The commerce ministry issued a statement saying the new duties would be applied if Washington pulled the trigger on President Donald Trump’s threat to raise tariffs on $200 billion worth of Chinese goods.
The statement said China reserves the right to apply “other countermeasures”.
“China always believes that consultation on the basis of mutual respect, equality and mutual benefit is an effective way to resolve trade differences,” the ministry said.
“Any unilateral threat or blackmail will only lead to intensification of conflicts and damage to the interests of all parties.”
The threat came a day after Chinese officials appealed for dialogue based on “mutual respect”, with Foreign Minister Wang Yi urging the United States to remain “cool-headed”.
US officials said Wednesday that Trump had asked the US Trade Representative to consider increasing the proposed tariffs on $200 billion worth of Chinese goods to 25 percent from the planned 10 percent.
Washington and Beijing are locked in battle over American accusations that China’s export economy benefits from unfair policies and subsidies, as well as theft of American technological know-how.
Trump has threatened to slap tariffs on virtually all of China’s exports to the United States in the tit-for-tat trade conflict.
The announcement comes after US President Donald Trump threatened to raise the proposed tariffs on $200 billion of Chinese exports from 10 percent to 25 percent.
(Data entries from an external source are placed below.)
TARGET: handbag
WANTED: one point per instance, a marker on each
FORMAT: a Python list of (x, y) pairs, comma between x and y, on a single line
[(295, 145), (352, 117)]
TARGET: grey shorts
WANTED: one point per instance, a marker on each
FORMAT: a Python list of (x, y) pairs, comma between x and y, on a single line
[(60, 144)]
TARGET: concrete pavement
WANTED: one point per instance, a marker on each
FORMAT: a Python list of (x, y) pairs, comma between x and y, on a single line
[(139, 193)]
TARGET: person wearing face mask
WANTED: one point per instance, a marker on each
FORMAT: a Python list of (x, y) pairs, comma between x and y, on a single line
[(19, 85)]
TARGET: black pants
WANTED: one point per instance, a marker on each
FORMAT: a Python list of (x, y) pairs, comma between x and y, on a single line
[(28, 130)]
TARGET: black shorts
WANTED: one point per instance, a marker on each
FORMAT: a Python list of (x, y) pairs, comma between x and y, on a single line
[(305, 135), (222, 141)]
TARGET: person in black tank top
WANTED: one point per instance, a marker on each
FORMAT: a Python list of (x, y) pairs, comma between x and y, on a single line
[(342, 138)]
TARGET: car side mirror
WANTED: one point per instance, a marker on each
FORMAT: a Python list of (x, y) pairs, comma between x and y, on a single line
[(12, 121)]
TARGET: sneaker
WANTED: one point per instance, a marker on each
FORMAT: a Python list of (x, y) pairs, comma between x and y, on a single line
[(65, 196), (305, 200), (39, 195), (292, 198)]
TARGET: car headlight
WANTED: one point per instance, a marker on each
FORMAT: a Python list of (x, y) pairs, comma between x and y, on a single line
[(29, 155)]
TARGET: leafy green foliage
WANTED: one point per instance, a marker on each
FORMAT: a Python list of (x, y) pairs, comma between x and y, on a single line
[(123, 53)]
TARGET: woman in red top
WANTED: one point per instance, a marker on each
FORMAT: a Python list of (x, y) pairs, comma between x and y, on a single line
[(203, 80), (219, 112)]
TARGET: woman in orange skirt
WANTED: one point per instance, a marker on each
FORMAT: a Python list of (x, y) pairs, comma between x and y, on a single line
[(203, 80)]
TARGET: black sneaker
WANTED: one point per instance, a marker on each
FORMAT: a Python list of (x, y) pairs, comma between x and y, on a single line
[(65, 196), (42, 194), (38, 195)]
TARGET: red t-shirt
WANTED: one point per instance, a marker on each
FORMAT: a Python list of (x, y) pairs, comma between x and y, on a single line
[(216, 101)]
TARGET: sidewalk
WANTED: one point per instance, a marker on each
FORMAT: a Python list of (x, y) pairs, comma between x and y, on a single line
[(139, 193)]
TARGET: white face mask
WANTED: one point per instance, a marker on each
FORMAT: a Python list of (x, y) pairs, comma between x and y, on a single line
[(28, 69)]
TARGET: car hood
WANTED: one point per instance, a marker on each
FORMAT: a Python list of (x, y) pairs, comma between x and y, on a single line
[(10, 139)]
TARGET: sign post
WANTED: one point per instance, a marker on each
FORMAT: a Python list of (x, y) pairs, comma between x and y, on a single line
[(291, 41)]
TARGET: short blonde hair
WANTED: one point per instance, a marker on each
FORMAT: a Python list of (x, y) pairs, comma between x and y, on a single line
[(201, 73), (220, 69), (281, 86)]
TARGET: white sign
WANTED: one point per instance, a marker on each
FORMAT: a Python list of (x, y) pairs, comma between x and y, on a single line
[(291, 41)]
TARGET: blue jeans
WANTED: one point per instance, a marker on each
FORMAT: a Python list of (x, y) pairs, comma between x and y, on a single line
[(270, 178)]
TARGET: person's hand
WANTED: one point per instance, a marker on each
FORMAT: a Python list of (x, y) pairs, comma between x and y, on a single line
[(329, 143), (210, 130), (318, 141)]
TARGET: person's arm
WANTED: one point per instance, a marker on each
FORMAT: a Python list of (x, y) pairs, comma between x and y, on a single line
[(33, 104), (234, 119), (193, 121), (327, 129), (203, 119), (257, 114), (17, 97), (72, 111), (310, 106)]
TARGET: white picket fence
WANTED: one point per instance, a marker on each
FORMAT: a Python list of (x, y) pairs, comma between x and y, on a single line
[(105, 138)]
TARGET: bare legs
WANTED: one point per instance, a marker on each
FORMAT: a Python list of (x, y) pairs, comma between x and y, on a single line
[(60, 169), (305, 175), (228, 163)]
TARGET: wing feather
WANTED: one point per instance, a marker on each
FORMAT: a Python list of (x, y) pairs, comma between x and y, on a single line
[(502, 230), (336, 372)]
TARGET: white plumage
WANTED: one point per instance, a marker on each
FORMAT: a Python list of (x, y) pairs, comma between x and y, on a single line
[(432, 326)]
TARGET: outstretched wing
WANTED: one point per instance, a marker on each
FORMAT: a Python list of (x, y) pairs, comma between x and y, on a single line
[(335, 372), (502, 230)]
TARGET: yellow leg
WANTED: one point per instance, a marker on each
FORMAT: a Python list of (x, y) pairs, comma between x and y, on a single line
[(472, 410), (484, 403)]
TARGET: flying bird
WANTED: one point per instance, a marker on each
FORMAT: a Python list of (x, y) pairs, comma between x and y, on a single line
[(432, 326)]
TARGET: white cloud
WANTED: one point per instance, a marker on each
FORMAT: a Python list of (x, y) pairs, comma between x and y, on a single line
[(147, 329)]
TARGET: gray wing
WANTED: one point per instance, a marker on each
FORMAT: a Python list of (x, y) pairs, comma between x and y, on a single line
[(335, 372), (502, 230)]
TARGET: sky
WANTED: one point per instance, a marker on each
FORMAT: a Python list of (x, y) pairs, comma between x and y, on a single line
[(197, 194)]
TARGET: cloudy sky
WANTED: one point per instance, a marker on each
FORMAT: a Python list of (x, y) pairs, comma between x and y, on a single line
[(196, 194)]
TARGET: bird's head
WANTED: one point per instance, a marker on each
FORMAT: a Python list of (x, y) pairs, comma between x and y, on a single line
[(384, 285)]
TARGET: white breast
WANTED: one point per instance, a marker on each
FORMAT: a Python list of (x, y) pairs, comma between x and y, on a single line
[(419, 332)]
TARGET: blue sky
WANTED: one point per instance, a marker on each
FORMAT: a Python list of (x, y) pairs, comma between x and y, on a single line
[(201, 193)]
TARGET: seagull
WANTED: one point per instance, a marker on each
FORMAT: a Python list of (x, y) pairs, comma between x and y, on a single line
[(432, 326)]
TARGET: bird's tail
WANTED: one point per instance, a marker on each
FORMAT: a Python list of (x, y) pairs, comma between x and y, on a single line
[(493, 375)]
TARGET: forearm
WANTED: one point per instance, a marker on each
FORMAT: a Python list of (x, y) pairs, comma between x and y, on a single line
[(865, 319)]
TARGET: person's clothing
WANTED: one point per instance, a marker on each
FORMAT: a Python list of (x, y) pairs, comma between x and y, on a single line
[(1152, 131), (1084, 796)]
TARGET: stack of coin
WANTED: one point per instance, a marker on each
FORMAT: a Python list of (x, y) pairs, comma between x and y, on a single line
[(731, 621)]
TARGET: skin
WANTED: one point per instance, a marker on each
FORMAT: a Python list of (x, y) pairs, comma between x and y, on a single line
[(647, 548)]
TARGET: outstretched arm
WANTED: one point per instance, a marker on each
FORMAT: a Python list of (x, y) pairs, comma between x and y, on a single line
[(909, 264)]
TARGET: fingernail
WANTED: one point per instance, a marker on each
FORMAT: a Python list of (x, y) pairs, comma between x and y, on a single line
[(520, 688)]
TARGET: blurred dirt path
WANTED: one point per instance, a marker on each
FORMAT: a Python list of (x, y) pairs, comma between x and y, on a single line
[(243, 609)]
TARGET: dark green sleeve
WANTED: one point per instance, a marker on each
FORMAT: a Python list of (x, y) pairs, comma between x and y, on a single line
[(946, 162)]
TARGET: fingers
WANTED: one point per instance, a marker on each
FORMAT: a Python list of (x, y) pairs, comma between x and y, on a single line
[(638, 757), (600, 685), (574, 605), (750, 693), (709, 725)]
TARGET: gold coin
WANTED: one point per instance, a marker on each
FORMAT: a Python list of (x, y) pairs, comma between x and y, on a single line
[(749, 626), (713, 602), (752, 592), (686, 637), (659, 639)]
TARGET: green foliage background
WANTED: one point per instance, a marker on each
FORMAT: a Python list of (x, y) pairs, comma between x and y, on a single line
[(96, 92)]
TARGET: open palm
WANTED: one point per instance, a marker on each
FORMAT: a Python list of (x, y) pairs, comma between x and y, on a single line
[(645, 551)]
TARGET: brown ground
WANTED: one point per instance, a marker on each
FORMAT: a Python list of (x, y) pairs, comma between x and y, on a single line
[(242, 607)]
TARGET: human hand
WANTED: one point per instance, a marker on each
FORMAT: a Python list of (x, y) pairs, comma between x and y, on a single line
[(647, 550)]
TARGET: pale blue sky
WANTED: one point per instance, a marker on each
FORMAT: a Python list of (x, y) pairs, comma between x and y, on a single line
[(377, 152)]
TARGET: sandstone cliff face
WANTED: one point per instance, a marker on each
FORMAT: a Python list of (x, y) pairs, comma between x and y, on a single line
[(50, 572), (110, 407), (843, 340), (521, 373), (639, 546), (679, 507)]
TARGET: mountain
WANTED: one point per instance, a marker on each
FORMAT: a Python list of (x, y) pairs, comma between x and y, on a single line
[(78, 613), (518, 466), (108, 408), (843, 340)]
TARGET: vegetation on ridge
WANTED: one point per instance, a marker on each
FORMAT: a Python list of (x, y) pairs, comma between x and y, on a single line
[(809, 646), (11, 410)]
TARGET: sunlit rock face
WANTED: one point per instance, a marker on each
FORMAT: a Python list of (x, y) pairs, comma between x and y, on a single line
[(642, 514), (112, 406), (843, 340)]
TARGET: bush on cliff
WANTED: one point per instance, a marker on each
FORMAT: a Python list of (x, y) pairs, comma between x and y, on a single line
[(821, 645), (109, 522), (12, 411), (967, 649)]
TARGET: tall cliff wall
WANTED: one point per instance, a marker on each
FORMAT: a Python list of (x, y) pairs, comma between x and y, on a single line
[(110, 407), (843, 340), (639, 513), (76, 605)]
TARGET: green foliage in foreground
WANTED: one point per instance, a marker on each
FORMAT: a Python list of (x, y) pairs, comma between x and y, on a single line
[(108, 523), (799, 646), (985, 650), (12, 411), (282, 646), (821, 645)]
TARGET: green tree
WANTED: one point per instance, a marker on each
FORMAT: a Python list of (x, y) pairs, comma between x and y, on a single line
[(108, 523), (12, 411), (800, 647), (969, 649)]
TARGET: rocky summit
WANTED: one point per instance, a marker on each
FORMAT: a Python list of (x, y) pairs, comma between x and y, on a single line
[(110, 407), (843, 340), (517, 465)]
The step is reportedly being considered by the White House in order to narrow the trade deficit between the US and China.
In July, Washington fired the first salvo in the escalating trade war with Beijing by introducing 25 percent tariffs on Chinese imports worth $34 billion. China immediately retaliated by imposing levies on the same amount of US goods. The next round of tariffs on mutual imports worth $16 billion could come into force on Friday.
The trade dispute between Beijing and Washington comes amid the growing discontent frequently expressed by President Trump over the US trade deficit with China, which reached $320 billion last year. Trump also accused China of unfair trade practices, intellectual property theft, currency manipulation and providing state aid to Chinese firms.
Commenting on US threats, Chinese Foreign Ministry spokesman Geng Shuang told journalists on Friday that “the Chinese side calls on the US to return to rationality, and eradicate its mistakes to create the right conditions for resolving the problem.”